SN65HVD09 Power consumption calculation

Hi Rajesh,

TI's policy is to not obsolete a product unless its manufacturing becomes technically infeasible.  You can read the official obsolescence statement here.

Regarding power dissipation, the total dissipated power is the sum of two components: the quiescent power of the device (fixed) and the output power of any drivers on the bus (variable).  The fixed power is simply I_CC * V_CC with no load.  This information can be found on page 5 of the SN65HVD09 datasheet.

The output power will be dependent on your bus loading, require a measurement of V_OH and V_OL, and necessitate the use of I_OH and I_OL, found on page 11 and 12 of the datasheet.

You can find a step by step description of how to use this information to compute the total power dissipation, as well as examples for RS-422 and RS-485 devices, in this application report.

Hi,

Thanks for the reply, It seems that VOD vs Io is not given in the data sheet(SN65HVD09) then how to derive this value.  As per the application  note An-805 whether the calculation is only applicable for B side alone or it includes everything(Logic drivers in the A side also) ? In my application I am planning to use channels are receivers(B side) all channels are transmitters in A side in this case how to calculate the power consumed by SN65HVD09.

Regards,

Rajesh

The "A" side I/O pins and logic (enable) pins are all high impedance and are assumed to be driving a high impedance load, so there is no "variable" power dissipation to calculate for those functions.  It is captured in the quiescent power calculation (I_CC * V_CC).

Similarly, when a channel is set to be a receiver, it also has no variable power component, as it is a high impedance receiver on the bus, not driving a load on the bus.  Thus for any combination of drivers and receivers, I_CC * V_CC gives you the total power dissipation for the "A" side pins, enable pins, receiver channels, and the quiescent power of the drivers (with no load).  Then you must only compute the output power for 1 driver channel, and multiply this by the number of drivers to calculate your output power dissipation.

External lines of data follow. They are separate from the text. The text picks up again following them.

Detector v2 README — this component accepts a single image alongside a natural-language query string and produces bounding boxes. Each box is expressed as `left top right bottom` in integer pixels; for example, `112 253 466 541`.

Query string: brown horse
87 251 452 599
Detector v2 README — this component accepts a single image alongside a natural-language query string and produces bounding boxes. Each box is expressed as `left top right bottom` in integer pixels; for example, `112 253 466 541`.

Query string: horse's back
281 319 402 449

You can produce the V_OD vs I_O plot from Figures 13 and 14; it is simply the difference of the two.

Now you need only to measure V_OD for one driver channel under your maximum load condition, and compute your output power per Equation 6 in AN-805.

Hope this clarifies things a bit --

Hi,

Thanks for the reply. Now some what clear, still i need some clarification on following thinks:

1. How you derived the above graph from figure:13 & 14 it seems confusing since both the graph are VOH vs IOH & VOL & IOL. ?

2. Just for clarification VOD= Vp-Vn(voltage difference between positive & negative terminals of the driver) currect me if i am wrong ?

3. If above statement is correct then most of the drivers will have positive will be at +5V & negative will be at 0V vice versa in most of the cases then why the above graph is drawn for VOD of 3V.

Regards,

Rajesh

1) With differential termination, I_OH and I_OL are the same current.  So for a given I_O, V_OD = V_OH - V_OL.

2) Yes.

3) If the driver were constructed with ideal transistors, the differential output would be 5V - 0V = 5V, as you say.  However they are not ideal, and have some resistance R_ds-ON, which causes a voltage drop and pulls V_OH and V_OL away from the rails.  So you have something like:

5V <== R_ds-ON1 (~30ohm) ==> V_OH <== R_term (100ohm) ==> V_OL <== R_ds-ON2 (~30ohm) ==> GND.